Sublime…

Sublime, il l’est en effet. Sublime par son écriture d’une élégance et d’une grande précision. Chaque mot semble pesé, posé là à l’endroit parfait, en écho aux précédents et aux suivants

« …elle apparaît. En gloire. Pas bien grande, pas bien grosse, mais magistralement plantée, un sphinx au milieu du désert dont elle possèderait chaque grain de sable. Madame de Miremont. »

Sublime aussi par son sens de la nuance, de la retenue. Et de la nuance il en fallait pour traiter un sujet aussi grave, terrible, maintes fois repris. Il en fallait de la retenue pour conter l’histoire de Madame de Miremont, mère de trois enfants qui délaissa ses filles pour aimer, entourer, donner son fils à Dieu. Car Dieu est sa vie et son fils sera à lui, elle l’a décidé. Un amour passionnel, une vénération infinie pour Pierre-Marie, ce fils devenu prêtre, tel qu’elle le souhaitait. Et quand Pierre-Marie venait, chaque jour, lui rendre visite

« C’est avec cérémonie qu’ils prenaient place dans les fauteuils du salon, lui attendant qu’elle fût assise et lui fît signe de le rejoindre. »
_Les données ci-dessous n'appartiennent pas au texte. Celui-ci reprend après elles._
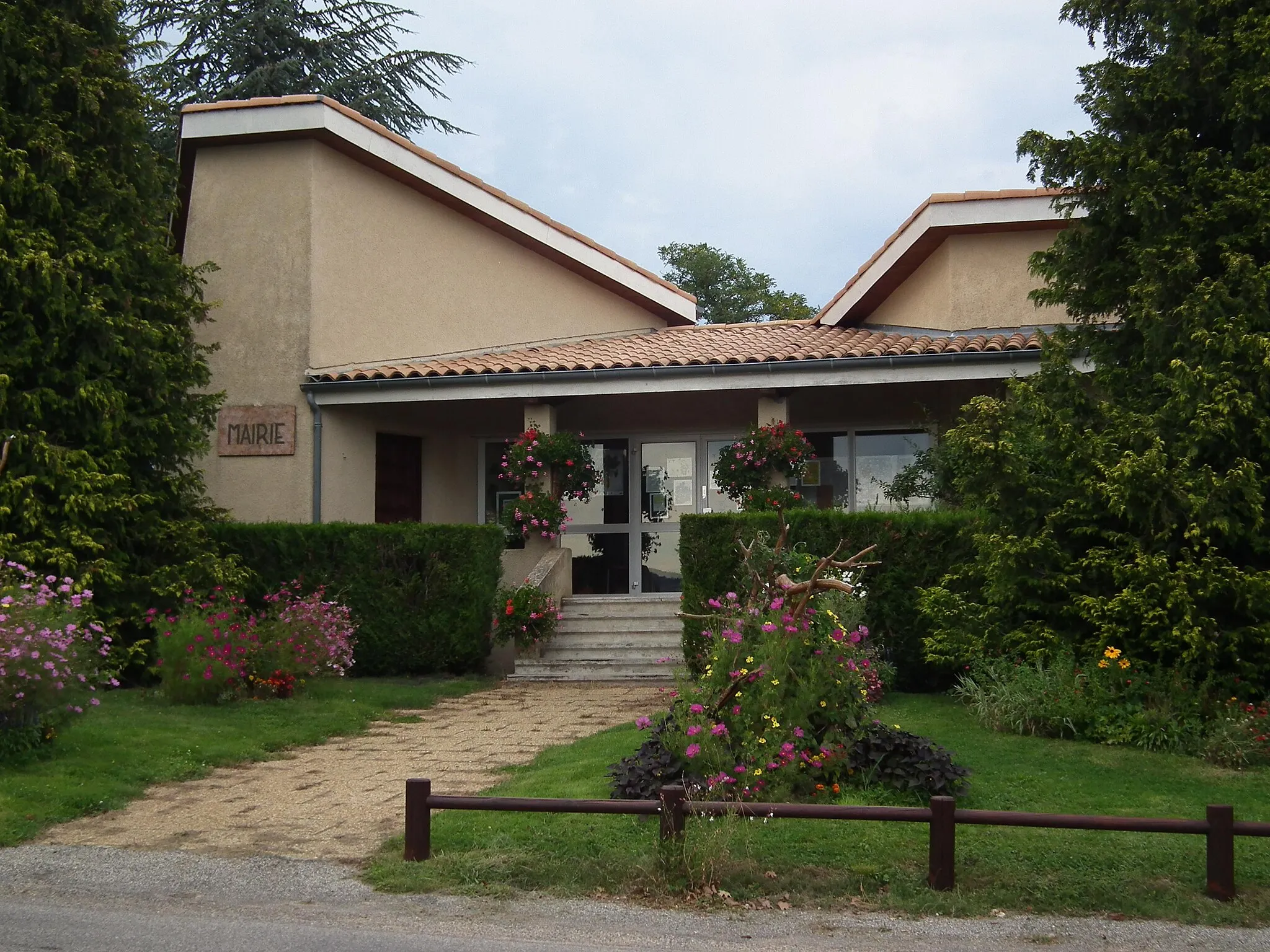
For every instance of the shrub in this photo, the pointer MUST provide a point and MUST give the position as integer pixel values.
(889, 757)
(527, 616)
(52, 659)
(218, 650)
(424, 596)
(748, 470)
(1240, 735)
(915, 551)
(655, 764)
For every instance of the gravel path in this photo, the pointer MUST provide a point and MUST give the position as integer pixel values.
(83, 899)
(340, 800)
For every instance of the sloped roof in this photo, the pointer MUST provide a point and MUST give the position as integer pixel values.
(685, 347)
(271, 118)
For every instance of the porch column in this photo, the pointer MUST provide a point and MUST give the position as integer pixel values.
(773, 410)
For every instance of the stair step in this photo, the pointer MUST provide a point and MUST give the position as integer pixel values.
(667, 626)
(618, 655)
(659, 597)
(620, 612)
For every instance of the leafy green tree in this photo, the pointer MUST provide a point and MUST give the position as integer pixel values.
(728, 289)
(210, 50)
(1130, 508)
(99, 371)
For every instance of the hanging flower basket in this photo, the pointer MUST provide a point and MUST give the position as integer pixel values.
(550, 470)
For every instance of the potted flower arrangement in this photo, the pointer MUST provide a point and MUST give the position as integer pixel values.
(548, 469)
(755, 471)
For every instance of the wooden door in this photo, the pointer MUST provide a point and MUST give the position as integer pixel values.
(398, 478)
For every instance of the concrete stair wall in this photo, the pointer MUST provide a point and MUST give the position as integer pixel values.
(610, 638)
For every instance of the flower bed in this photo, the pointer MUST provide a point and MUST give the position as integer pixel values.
(549, 470)
(783, 708)
(218, 650)
(52, 659)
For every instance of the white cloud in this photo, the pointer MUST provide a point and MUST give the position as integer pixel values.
(796, 135)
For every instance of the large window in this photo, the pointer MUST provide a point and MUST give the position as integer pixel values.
(879, 459)
(851, 470)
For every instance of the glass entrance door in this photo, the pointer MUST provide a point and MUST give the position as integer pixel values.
(600, 530)
(626, 537)
(670, 489)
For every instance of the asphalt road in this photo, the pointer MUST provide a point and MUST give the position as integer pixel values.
(74, 899)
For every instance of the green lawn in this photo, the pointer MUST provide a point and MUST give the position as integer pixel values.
(832, 863)
(135, 739)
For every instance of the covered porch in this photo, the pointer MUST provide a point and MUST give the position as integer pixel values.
(426, 442)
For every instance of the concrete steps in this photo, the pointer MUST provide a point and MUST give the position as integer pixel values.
(611, 638)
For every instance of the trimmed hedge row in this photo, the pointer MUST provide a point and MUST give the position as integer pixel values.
(915, 549)
(422, 596)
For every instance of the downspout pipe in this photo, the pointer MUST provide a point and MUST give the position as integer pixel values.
(316, 479)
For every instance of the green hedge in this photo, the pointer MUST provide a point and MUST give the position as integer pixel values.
(422, 596)
(915, 549)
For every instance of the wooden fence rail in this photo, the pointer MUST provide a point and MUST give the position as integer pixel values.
(943, 816)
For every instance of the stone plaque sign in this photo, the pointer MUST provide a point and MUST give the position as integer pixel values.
(255, 431)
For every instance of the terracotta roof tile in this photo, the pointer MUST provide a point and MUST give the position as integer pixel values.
(698, 346)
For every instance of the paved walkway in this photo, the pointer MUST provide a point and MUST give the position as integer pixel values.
(340, 800)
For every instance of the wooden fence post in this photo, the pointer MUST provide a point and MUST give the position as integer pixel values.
(1221, 852)
(418, 821)
(943, 843)
(672, 811)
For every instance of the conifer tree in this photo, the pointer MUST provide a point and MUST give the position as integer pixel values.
(99, 371)
(195, 51)
(1130, 509)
Et puis tout bascule sous la plume de Cédric Lautet, journaliste qui relate les faits monstrueux, et plus encore sous les mots d’Hadrien, abusé, violé dans sa jeunesse par un prêtre…

Construction parfaite…

La construction est parfaite qui, entre description des faits et bribes du journal de Madame de Miremont, dresse le portrait d’une mère fière, hautaine, peu encline à l’humilité. Elle descend pourtant petit à petit de son piédestal, son château de cartes s’écroule. Elle se laisse aller à la culpabilité et s’émeut du malheur de ceux qui ont été maltraités. Difficile quand on est mère de reconnaître le monstre qui habite son fils, celui-là même qui a habité son sein, le bourreau qui a anéanti tant d’enfants. Un subtil portrait de femme détruite mais aussi un bel hommage empreint d’un profond respect, d’une immense empathie, à ceux qui osent parler, dénoncer, confondre. Une manière originale et sensible de traiter ce sujet difficile et douloureux, vu du côté de la famille de l’accusé.

« Je suis la maman du bourreau » est un roman magnifique, doté d’une fin impressionnante. Un nouveau coup de foudre.

Editeur : Héloïse d’Ormesson
Date de Parution : 13 Janvier 2022
Nombre de pages : 201

Roman éligible pour le Prix Orange du Livre 2022, lu en qualité de membre du jury.